When my wife and I first started seeing each other, our sex life was great. It was new and exciting, if not slightly more subdued than to what I was normally accustomed.

After we moved in together, it seemed like our sex life became far less active than before, and I attributed it to a combination of external factors; she’d just returned from her last semester of her degree studying abroad, we’d just moved into our apartment, she was trying to find work, and deciding what she wanted to do next in life.

A residual dichotomy from my repressive religious upbringing is that even though I was very active and comfortable in my sexuality, it had been very difficult to openly discuss sex. Because of this, it wasn’t until about a year into our relationship when I was finally able to broach the subject, and we began a dialogue. Initially she was very alarmed, as she told me how when many of her past relationships had ended with this situation as a contributing factor.

After many more discussions, and much more reading, she explained how she had learned of asexuality, and that is how she now came to identify. Specifically, she’d realized that although she enjoys sex, once she begins to develop a strong emotional attachment or bond, her interest in or desire for sex declines.

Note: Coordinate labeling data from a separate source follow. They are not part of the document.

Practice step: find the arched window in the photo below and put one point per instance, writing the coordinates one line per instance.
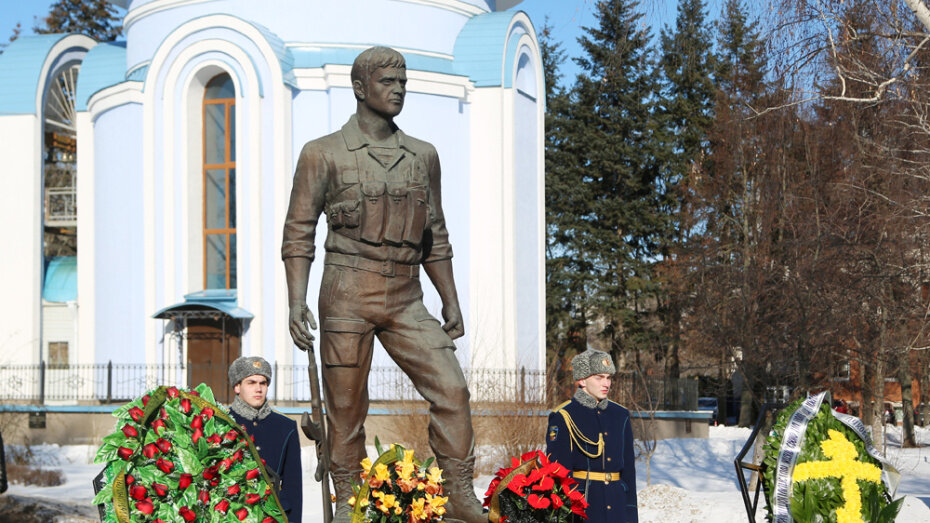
(219, 184)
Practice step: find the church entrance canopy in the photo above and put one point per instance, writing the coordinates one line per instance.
(212, 323)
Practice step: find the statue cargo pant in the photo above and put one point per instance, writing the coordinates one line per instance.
(356, 304)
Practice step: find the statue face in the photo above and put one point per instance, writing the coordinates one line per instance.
(386, 90)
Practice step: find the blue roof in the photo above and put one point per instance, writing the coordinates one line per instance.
(480, 48)
(60, 279)
(223, 300)
(311, 57)
(285, 59)
(104, 66)
(20, 66)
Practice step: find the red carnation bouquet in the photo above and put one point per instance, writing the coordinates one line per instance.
(177, 456)
(534, 489)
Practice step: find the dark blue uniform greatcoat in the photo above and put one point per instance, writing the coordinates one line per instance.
(278, 443)
(614, 502)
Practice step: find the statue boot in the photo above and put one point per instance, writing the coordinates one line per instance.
(459, 487)
(342, 484)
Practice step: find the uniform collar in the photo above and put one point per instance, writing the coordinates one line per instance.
(588, 400)
(248, 412)
(356, 139)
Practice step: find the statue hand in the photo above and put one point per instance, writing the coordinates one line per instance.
(298, 322)
(454, 326)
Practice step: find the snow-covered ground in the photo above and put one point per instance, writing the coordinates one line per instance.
(691, 480)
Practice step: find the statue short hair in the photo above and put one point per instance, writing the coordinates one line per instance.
(372, 59)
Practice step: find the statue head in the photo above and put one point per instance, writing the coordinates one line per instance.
(372, 59)
(379, 79)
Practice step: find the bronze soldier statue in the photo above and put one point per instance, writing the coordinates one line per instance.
(380, 189)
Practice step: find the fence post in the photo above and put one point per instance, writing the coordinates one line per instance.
(109, 381)
(42, 382)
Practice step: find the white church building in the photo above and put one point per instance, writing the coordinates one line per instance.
(145, 182)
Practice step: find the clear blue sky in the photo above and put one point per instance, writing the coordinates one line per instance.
(567, 17)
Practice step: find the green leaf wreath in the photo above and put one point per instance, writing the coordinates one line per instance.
(177, 456)
(817, 491)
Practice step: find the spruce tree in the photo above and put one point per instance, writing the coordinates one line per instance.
(688, 90)
(687, 99)
(565, 318)
(95, 18)
(614, 143)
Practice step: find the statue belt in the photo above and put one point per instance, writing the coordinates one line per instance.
(606, 477)
(387, 268)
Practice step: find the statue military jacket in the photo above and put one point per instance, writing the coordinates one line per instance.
(613, 502)
(278, 443)
(381, 202)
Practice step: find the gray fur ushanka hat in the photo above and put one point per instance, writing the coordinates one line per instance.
(590, 362)
(247, 366)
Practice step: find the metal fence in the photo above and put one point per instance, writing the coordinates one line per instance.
(120, 382)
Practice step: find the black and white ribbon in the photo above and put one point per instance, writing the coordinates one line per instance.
(793, 441)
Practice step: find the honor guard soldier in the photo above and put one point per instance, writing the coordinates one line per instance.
(593, 437)
(275, 435)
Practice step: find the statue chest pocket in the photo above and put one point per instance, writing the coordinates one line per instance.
(373, 211)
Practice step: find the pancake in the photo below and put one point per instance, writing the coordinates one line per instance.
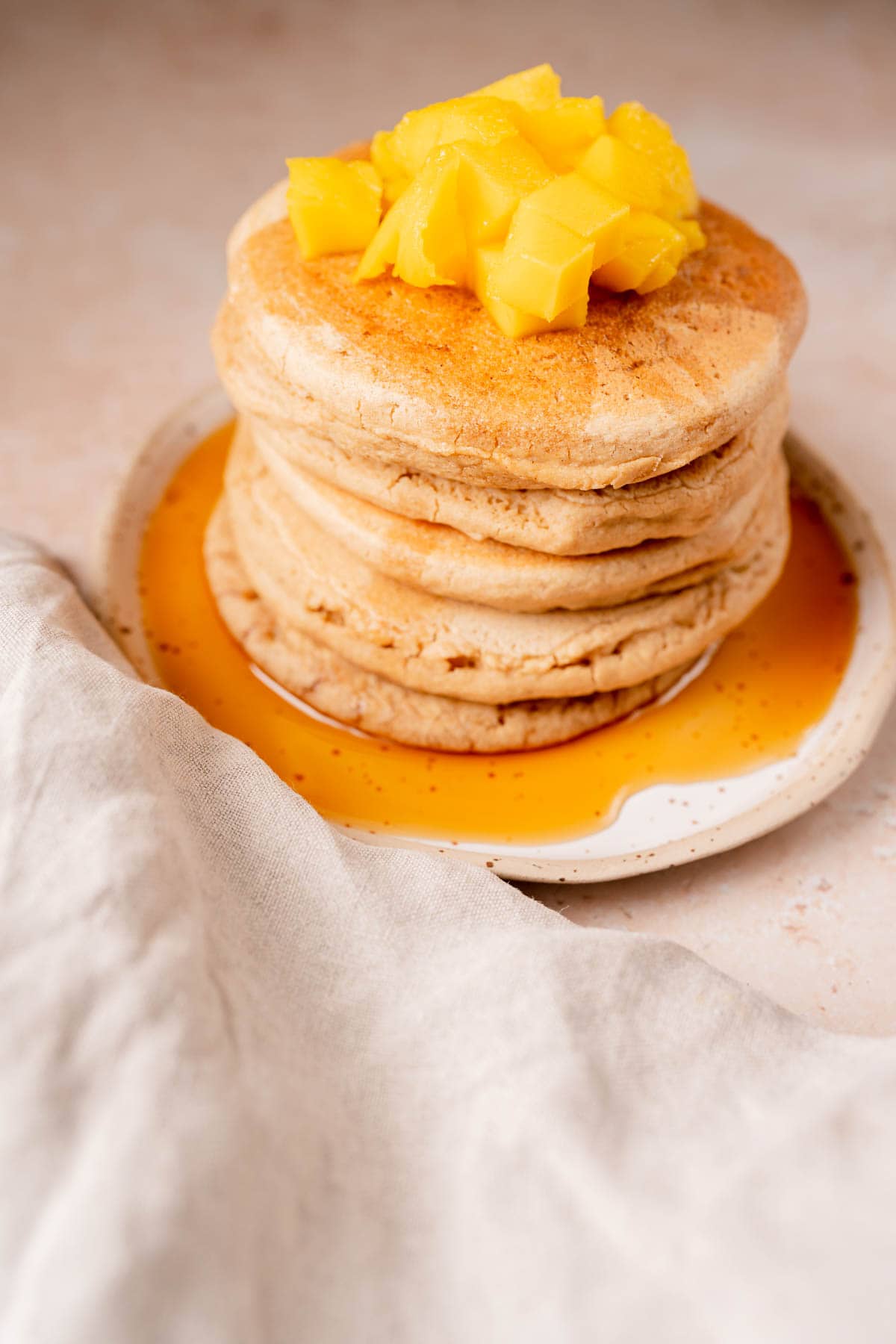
(423, 378)
(364, 700)
(467, 651)
(448, 564)
(677, 504)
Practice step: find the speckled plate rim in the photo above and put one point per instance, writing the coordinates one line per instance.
(755, 803)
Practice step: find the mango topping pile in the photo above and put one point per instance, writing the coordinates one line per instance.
(514, 193)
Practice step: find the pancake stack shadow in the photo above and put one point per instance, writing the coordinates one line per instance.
(388, 546)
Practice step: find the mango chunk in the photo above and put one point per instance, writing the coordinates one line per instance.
(494, 181)
(652, 248)
(532, 89)
(382, 250)
(563, 132)
(544, 268)
(511, 320)
(433, 241)
(578, 205)
(652, 136)
(485, 121)
(623, 171)
(422, 235)
(334, 206)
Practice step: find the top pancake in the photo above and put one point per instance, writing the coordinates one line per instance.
(422, 376)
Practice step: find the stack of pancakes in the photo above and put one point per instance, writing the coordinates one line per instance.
(467, 544)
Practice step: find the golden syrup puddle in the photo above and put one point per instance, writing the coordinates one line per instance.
(770, 682)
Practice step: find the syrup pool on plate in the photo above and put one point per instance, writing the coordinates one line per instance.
(768, 685)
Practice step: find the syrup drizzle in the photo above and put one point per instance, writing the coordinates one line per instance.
(768, 683)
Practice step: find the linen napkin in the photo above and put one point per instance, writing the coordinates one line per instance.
(261, 1083)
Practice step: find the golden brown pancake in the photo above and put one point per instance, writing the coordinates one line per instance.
(467, 651)
(423, 378)
(364, 700)
(448, 564)
(679, 504)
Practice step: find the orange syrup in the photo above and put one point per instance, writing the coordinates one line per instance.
(766, 685)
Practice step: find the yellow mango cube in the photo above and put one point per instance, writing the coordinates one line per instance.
(494, 181)
(382, 249)
(652, 136)
(652, 248)
(535, 87)
(563, 132)
(544, 268)
(432, 245)
(623, 171)
(511, 320)
(482, 120)
(334, 206)
(578, 205)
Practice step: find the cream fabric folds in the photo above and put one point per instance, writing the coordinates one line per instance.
(262, 1085)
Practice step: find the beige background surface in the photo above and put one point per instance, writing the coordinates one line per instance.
(134, 134)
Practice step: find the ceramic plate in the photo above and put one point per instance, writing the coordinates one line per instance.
(750, 806)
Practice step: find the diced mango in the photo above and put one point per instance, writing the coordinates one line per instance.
(432, 248)
(334, 206)
(494, 181)
(485, 121)
(578, 205)
(382, 249)
(534, 89)
(514, 322)
(652, 136)
(544, 268)
(563, 132)
(623, 171)
(571, 195)
(649, 246)
(394, 188)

We’ve now been together over 5 years, and celebrated our first wedding anniversary a few months ago. We try our best to make sure the other is happy and fulfilled, and though I still struggle from time to time, our sex life and communication about it is the best it’s yet been.

We currently remain monogamous, but we both have had open relationships in the past, though hers admittedly more casual than mine. Since very early in our relationship, we’d discussed non-monogamy conceptually, but also theoretically for ourselves. As of late, these conversations have suggested the potential for me to have my sexual desires fulfilled, and for her to explore her as-of-yet unexpressed bisexuality, but still I have my misgivings.

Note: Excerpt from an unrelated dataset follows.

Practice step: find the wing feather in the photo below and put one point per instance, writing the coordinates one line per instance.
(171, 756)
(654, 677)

In past relationships, I’d felt generally confident and secure in all aspects of the relationship, physical, emotional, or otherwise. I believe that helped me to only very rarely have any difficult or negative feelings. On the contrary, I’ve sometimes sought out or introduced individuals in whom I thought my then-partner would be interested. But things seem very different now in my marriage, and it seems to come down to 2 quandaries, and the interplay between them:

1) Even though I have no doubts that my wife loves me and wants a future with me, and that she enjoys the sex we have, I don’t know how to handle the thought that she no longer experiences an enthusiastic, excited desire for me that she would with a new partner.

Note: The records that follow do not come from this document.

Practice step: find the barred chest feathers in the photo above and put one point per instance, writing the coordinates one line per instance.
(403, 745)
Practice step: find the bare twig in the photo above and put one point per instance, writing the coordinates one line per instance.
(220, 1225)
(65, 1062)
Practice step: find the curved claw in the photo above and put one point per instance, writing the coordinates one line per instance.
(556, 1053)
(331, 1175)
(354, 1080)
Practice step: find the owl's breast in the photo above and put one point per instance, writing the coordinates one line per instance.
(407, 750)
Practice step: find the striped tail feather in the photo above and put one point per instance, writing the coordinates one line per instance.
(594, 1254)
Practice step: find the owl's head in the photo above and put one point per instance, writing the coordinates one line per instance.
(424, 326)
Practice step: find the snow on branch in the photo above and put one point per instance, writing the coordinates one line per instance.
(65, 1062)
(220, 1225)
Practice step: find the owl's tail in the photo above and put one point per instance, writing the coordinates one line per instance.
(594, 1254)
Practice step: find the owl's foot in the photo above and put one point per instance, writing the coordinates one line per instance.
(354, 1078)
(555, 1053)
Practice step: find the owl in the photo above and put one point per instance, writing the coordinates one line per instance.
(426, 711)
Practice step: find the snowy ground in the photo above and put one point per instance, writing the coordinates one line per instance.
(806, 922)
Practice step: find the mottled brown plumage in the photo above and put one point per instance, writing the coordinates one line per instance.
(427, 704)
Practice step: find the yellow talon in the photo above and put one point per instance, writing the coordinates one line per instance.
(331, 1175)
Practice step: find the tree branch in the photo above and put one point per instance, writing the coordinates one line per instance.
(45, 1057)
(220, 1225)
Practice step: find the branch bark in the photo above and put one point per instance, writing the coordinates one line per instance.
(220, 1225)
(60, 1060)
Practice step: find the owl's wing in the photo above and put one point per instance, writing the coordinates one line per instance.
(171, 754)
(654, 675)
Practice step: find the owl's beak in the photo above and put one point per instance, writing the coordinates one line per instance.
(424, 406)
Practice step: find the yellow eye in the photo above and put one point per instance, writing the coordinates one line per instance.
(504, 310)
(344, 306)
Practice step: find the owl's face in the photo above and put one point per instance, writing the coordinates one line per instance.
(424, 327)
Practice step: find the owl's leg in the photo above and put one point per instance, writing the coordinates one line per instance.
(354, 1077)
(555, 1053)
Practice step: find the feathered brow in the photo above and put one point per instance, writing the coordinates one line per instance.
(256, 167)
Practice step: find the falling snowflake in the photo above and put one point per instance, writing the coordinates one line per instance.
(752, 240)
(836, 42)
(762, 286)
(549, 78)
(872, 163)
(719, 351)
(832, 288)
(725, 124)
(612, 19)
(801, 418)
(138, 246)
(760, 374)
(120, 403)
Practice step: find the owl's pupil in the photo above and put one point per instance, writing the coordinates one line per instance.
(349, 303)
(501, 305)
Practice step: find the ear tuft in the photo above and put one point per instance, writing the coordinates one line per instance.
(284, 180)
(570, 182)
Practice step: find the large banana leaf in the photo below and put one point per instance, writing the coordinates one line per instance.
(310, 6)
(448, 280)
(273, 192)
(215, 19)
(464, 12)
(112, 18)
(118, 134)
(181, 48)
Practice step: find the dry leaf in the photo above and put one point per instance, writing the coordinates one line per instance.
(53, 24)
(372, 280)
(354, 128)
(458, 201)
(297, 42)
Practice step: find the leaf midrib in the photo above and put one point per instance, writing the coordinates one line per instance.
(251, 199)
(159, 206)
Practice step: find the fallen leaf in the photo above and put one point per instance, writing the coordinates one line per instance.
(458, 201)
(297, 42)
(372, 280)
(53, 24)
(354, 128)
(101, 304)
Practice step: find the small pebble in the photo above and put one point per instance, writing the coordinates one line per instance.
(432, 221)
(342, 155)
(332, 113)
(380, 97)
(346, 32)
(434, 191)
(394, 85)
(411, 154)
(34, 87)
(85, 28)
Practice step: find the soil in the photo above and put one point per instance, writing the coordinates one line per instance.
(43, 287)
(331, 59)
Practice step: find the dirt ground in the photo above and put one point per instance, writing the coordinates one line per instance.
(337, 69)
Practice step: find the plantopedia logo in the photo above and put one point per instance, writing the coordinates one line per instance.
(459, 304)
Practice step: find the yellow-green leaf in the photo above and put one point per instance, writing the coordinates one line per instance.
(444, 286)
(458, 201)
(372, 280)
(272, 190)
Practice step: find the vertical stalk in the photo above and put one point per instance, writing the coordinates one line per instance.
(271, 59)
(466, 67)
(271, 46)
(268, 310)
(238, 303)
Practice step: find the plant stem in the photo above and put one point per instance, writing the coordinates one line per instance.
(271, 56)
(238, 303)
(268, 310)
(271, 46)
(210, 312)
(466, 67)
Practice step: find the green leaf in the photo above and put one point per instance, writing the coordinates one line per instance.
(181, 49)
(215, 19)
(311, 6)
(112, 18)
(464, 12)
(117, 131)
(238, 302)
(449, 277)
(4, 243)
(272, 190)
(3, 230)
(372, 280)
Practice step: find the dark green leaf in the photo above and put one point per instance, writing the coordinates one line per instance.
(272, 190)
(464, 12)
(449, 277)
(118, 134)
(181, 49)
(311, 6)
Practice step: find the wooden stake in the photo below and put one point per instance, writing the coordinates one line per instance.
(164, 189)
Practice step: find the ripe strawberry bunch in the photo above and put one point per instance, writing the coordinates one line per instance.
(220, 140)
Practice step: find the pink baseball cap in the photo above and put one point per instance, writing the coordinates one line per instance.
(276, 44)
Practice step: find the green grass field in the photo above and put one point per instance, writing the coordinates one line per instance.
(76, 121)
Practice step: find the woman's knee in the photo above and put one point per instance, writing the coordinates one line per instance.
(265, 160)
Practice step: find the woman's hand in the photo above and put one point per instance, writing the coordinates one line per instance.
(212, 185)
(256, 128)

2) I don’t know if we’ve identified the limits of our relationship and are entertaining the possibility of freeing ourselves to have experiences beyond, or if we are approaching non-monogamy entirely wrong, as a patch for the one glaring difficulty in our relationship.

Thanks for reading, any thoughts or input on either predicament, or both, would be greatly appreciated.

First and foremost, I’m glad to hear you have reached a place where you feel you have good communication with your partner.

When it comes to your questions, I think with regards to your first one, you handle those thoughts in two ways: by allowing yourself to experience them without judgement and punishment and also by refocusing yourself on both the “signs” that your partner loves you and the reality of what you can control.

In terms of the latter, it’s helpful for me personally whenever I’m worried my partner may find someone who is “better” than me (or even when I’m worried a crush I have might find someone “better”) to realise that there is no way for me to control who my partner falls in and out of love with and that part of this attempt to control it is my brain trying to help me survive. Most of my anxiety is about convincing myself that I can control things I can’t because, in a traumatic situation, it is more comforting for your brain to believe you can change the behaviour of people through your actions than to realise there’s little you can do.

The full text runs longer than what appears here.